I couldn't sleep, so I decided to write. Yesterday I obligatorily shuffled myself over to my parent's temple for a little over an hour. It was Rosh Hashanah, the Jewish New Year. I sat looking out at the rows of faces, the same ones I have seen year after year, except last year when I didn't make it to their house of worship, and these people were all doing the things that I too had thought I wanted until the age of 14. They were getting married, having babies, and buying homes on Long Island.

When I played house, I was always the daddy.

Sitting in between my mother and father towards the back of the synagogue is where I had my epiphany. Well, not really, an epiphany, more like a revelation.

I was a stranger.

In the most familiar place I could remember, I felt like I didn't belong anymore. Did I look like some alien lady from a far away mental hospital?

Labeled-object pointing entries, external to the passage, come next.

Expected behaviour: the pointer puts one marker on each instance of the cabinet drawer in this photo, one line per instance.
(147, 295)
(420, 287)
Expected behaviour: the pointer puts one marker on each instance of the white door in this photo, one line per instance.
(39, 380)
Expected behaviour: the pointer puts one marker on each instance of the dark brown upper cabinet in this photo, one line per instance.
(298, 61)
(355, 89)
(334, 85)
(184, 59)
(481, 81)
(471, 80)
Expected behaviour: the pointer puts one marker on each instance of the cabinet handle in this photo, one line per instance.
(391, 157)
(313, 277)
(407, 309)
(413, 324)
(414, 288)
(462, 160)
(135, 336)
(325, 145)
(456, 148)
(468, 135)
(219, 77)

I realized that they all had what I didn't want. I wasn't jealous, I wasn't angry, I wasn't sad. I was relieved. Sure, I could get married have the .05 kids and buy a house somewhere, but it wouldn't be here. I had left my heart somewhere far away from the 495 way before this. Somewhere back in 1989, when my parents let me travel to Israel for a summer. While I cried my eyes out about wanting to be home, it wasn't home that I missed.

It was my friends and my family. And after my year of strutting around certain parts of the world, I know that no matter where I go, they love me unconditionally.

And now I understand just a little bit more. But thunder at 8AM on a Saturday morning - for that, I'm still waiting on an explanation.